If you saw a verdict in production logs and want to explain THAT specific evaluation, pass the turn_id: 
curl -X POST https://api.mnemom.ai/v1/alignment/agent/smolt-512448e7/explain \
  -H "X-Mnemom-Api-Key: $MNEMOM_API_KEY" \
  -H "Content-Type: application/json" \
  -d '{"turn_id": "ttx-abc123"}'
The endpoint loads the spec state as it was at that turn (where available) and replays the evaluation. Useful for post-incident review.

Hypothetical explain — what would happen?

You can also explain a hypothetical tool call against the current spec: 
curl -X POST https://api.mnemom.ai/v1/alignment/agent/smolt-512448e7/explain \
  -H "X-Mnemom-Api-Key: $MNEMOM_API_KEY" \
  -H "Content-Type: application/json" \
  -d '{
    "request_snippet": {
      "tool_name": "campfire_send_message",
      "tool_args": {"channel": "treasury"}
    }
  }'
For “would this specific call pass?” use simulate instead — it runs both gateway and observer contexts and combines them into an allowed-verdict.

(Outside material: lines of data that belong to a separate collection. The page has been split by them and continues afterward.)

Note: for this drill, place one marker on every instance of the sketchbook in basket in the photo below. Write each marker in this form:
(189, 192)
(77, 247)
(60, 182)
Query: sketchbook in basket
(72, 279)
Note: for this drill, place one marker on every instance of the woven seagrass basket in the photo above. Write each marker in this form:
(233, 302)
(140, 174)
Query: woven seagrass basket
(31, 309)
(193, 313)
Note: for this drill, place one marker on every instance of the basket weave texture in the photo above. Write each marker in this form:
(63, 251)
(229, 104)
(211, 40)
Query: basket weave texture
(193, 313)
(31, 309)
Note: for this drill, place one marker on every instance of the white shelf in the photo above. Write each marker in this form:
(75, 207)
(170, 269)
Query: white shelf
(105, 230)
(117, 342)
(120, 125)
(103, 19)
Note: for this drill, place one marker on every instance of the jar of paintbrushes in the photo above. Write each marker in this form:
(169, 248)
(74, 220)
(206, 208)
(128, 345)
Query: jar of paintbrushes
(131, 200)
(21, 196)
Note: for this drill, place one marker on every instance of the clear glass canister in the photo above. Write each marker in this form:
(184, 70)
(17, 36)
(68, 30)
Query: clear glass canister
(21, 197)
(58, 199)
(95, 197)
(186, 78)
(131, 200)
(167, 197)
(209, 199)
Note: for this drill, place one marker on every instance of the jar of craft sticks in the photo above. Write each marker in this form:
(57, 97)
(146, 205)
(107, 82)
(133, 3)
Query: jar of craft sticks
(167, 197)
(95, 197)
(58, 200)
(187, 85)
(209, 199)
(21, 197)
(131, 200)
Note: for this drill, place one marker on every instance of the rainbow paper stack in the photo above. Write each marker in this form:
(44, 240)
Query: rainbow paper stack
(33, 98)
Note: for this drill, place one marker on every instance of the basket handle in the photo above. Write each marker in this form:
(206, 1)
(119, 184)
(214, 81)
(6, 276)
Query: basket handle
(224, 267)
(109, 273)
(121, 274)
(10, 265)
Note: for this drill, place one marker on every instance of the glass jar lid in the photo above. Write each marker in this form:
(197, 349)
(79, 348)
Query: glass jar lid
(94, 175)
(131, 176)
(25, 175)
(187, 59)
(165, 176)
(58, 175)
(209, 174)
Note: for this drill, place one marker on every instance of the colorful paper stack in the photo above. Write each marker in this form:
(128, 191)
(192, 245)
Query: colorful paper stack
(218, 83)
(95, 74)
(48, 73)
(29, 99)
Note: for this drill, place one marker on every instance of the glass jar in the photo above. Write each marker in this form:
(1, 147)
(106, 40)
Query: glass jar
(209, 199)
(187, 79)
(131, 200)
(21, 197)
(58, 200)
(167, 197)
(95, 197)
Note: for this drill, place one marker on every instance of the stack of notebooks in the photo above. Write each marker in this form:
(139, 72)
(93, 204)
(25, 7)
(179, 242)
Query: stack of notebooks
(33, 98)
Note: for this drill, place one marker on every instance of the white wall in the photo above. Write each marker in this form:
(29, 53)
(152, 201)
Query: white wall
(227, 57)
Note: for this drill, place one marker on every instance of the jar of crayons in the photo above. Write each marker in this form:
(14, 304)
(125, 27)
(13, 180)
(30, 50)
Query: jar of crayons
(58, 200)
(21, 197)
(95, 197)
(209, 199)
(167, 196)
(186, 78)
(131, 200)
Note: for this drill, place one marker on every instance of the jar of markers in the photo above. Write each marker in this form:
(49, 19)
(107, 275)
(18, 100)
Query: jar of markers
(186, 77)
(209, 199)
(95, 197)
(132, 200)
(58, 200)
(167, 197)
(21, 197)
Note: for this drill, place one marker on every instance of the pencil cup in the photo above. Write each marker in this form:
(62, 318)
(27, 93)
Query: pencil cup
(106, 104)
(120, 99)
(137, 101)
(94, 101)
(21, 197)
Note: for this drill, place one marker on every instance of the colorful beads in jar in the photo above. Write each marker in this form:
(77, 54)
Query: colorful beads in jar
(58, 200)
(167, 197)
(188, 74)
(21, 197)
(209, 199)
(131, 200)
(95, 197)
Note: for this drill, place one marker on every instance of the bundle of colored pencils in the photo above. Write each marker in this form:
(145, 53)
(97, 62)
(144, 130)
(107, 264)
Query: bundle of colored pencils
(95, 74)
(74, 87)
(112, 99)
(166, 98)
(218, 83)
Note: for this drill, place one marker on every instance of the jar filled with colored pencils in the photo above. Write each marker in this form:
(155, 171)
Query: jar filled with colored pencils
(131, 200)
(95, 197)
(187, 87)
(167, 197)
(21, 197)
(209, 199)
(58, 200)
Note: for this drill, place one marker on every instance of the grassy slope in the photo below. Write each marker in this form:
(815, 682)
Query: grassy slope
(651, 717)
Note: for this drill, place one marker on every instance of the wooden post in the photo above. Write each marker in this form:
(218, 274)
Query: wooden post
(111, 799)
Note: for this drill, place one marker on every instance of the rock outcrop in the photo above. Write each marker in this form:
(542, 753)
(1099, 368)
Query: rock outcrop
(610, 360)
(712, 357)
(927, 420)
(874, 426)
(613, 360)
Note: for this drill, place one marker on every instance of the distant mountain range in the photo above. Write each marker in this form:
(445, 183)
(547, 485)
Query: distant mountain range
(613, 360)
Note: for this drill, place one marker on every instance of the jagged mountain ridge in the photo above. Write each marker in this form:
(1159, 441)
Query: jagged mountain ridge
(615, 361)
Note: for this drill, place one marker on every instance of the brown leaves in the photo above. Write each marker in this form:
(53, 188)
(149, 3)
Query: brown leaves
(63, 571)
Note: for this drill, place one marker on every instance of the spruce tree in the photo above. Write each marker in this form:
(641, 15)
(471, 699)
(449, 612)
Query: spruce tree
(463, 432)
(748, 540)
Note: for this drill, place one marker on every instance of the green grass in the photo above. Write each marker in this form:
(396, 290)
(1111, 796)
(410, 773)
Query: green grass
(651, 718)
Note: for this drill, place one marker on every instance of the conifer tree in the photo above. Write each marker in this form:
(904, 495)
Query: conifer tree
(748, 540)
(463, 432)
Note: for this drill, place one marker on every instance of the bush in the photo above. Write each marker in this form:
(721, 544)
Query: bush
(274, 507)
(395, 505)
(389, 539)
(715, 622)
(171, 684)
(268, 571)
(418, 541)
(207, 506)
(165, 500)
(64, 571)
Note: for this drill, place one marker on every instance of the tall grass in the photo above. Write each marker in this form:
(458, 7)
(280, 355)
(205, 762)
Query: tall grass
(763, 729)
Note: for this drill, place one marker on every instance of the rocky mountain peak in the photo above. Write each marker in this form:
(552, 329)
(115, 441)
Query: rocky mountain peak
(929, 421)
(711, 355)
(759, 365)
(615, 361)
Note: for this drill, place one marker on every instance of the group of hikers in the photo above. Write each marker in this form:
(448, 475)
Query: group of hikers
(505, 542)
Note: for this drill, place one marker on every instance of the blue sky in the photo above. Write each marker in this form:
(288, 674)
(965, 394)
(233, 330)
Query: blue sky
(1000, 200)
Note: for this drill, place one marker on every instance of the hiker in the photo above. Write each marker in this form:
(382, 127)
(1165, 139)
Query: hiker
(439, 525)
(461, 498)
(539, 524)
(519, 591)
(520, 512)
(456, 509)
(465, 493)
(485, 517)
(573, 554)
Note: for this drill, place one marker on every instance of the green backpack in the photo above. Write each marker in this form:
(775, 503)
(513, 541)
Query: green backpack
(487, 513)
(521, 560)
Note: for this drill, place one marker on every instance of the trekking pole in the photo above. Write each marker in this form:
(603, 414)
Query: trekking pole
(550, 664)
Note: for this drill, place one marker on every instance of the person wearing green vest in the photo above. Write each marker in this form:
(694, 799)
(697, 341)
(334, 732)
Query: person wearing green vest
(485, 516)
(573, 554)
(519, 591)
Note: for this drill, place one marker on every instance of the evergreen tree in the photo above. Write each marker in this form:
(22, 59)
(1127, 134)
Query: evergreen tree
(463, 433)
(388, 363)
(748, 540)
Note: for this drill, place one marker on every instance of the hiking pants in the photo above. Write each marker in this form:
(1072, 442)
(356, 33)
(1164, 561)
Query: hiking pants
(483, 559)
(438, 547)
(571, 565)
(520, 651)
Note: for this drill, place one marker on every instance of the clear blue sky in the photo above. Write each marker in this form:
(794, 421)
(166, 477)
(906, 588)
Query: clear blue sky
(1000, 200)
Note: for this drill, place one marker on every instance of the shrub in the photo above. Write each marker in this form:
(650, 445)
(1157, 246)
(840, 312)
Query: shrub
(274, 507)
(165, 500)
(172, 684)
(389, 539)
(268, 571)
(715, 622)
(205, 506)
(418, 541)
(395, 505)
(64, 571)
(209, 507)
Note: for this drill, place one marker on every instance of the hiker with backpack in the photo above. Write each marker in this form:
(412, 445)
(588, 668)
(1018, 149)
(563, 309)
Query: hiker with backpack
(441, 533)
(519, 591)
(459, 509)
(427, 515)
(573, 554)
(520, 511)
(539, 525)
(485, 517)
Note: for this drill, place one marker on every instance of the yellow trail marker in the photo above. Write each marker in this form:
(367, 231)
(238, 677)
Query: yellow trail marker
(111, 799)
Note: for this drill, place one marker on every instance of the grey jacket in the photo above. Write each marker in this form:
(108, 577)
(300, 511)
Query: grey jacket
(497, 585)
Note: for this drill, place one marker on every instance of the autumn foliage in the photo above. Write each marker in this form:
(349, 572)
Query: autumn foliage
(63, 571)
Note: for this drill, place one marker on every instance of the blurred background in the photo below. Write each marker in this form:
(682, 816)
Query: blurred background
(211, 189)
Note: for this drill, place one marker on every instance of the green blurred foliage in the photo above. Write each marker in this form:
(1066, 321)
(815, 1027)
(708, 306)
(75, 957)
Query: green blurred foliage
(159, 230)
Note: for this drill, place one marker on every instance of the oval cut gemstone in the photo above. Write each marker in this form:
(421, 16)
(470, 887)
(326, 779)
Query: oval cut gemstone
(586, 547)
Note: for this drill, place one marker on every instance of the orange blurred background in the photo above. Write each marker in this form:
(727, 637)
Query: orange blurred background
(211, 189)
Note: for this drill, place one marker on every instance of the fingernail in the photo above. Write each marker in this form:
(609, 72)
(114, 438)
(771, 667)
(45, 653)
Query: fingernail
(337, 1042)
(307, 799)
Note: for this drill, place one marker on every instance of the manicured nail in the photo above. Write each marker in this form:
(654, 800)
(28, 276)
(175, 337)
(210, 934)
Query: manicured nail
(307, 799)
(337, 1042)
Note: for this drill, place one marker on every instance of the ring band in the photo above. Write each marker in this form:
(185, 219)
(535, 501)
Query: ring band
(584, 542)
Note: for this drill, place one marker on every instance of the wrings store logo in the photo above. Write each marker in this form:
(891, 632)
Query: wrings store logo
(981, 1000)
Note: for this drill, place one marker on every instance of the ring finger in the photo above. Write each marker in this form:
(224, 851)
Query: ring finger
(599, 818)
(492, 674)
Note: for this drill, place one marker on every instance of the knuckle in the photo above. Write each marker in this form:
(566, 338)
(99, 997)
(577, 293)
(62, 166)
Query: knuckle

The full debug-and-fix flow

  1. Run explain against the agent.
  2. For each suggested_remediation, check the method + url hint.
  3. Apply the sub-resource PATCH with the suggested change.
  4. Re-run explain to confirm the finding is gone.
  5. Repeat until verdict: "pass".

What explain doesn’t do

  • It doesn’t write anything. It’s a read-style POST.
  • It doesn’t replace the simulate endpoint — explain is about the current spec; simulate is about a hypothetical call against that spec.
  • It doesn’t run the protection card’s policy. V1 returns a Phase 5 deferred shape on POST /v1/protection/agent/<id>/explain until the dedicated protection evaluator ships.